Set genome alias (94e0d21feb576e6af61cd2a798ad30682ef2428bb7eabbb4: mito)
Created alias directories: 
 - /Users/mstolarczyk/code/refgenie/docs_jupyter/alias/mito

Get aliases¶

To get see the entire aliases collection managed by refgenie one needs to issue the command below:

In [6]:

refgenie alias get

                          Genome aliases                          
┏━━━━━━━━━━━━━━━━━━━━━━━━━━━━━━━━━━━━━━━━━━━━━━━━━━┳━━━━━━━━━━━━━┓
┃ genome                                           ┃ alias       ┃
┡━━━━━━━━━━━━━━━━━━━━━━━━━━━━━━━━━━━━━━━━━━━━━━━━━━╇━━━━━━━━━━━━━┩
│ 94e0d21feb576e6af61cd2a798ad30682ef2428bb7eabbb4 │ rCRSd, mito │
└──────────────────────────────────────────────────┴─────────────┘

`alias` and `data` directories¶

Refgenie stores asset data in two directories: alias and data. The data directory consists of the actual asset files, which are built or pulled from asset servers. The files in this directory are named using the digests, which helps refgenie to unambigously identify genomes. The alias holds symbolic links to asset data in data directory.
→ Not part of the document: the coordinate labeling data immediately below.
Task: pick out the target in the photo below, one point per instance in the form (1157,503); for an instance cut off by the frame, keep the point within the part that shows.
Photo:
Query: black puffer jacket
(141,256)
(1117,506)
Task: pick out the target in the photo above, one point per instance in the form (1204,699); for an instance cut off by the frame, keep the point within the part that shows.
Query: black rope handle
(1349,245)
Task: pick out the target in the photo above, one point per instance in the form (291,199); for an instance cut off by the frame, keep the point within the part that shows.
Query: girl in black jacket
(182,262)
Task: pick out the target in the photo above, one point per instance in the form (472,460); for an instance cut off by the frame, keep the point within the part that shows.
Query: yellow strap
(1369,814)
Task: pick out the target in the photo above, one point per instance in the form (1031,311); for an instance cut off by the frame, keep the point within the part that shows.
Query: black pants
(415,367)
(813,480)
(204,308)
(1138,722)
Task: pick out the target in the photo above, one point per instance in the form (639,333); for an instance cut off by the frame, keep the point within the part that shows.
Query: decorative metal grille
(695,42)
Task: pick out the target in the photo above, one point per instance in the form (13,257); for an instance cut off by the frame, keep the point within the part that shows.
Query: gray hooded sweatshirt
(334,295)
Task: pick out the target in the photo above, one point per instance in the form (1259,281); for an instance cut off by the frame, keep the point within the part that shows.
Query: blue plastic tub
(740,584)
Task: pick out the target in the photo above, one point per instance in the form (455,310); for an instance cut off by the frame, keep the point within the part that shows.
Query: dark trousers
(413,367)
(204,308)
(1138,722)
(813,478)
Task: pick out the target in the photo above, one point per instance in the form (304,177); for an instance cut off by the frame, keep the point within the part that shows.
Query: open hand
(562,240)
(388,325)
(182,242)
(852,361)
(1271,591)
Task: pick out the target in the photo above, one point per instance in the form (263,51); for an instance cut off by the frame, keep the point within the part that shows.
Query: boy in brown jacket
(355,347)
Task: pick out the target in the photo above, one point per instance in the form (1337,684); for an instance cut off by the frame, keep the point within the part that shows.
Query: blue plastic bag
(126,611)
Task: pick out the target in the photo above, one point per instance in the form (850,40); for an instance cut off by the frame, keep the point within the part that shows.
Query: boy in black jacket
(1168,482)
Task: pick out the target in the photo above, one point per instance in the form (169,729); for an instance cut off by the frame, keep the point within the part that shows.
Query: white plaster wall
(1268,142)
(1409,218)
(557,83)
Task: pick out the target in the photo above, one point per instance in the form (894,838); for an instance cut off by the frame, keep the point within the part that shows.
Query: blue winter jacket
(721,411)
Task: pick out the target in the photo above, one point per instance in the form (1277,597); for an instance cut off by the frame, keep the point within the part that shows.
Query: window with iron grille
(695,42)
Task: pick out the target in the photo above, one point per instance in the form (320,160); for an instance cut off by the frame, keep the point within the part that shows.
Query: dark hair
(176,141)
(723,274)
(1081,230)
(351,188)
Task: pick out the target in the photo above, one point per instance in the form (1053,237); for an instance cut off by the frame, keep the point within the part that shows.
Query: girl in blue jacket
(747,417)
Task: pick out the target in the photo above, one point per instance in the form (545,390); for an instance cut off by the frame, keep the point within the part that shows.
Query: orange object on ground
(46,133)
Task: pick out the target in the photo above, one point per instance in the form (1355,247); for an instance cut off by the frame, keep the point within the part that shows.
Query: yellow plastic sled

This way users do not need to be aware of the digest-named files at all and there is no waste of disk space due to symbolic links.

Here's a general view of the contents of both directories:

In [7]:

tree alias -d 
tree data -d

alias
├── mito
│   ├── bowtie2_index
│   │   └── default
│   └── fasta
│       └── default
└── rCRSd
    ├── bowtie2_index
    │   └── default
    └── fasta
        └── default

10 directories
data
└── 94e0d21feb576e6af61cd2a798ad30682ef2428bb7eabbb4
    ├── bowtie2_index
    │   └── default
    └── fasta
        └── default

5 directories

As you can see, the alias directory holds both of the defined aliases. Let's take a closer look at one of them

In [8]:

tree alias/rCRSd/fasta

alias/rCRSd/fasta
└── default
    ├── rCRSd.chrom.sizes -> ../../../../data/94e0d21feb576e6af61cd2a798ad30682ef2428bb7eabbb4/fasta/default/94e0d21feb576e6af61cd2a798ad30682ef2428bb7eabbb4.chrom.sizes
    ├── rCRSd.fa -> ../../../../data/94e0d21feb576e6af61cd2a798ad30682ef2428bb7eabbb4/fasta/default/94e0d21feb576e6af61cd2a798ad30682ef2428bb7eabbb4.fa
    └── rCRSd.fa.fai -> ../../../../data/94e0d21feb576e6af61cd2a798ad30682ef2428bb7eabbb4/fasta/default/94e0d21feb576e6af61cd2a798ad30682ef2428bb7eabbb4.fa.fai

1 directory, 3 files

This explicitly shows that the files inside alias/rCRSd/fasta/default are in fact symbolic links that point to the actual asset files in data directory.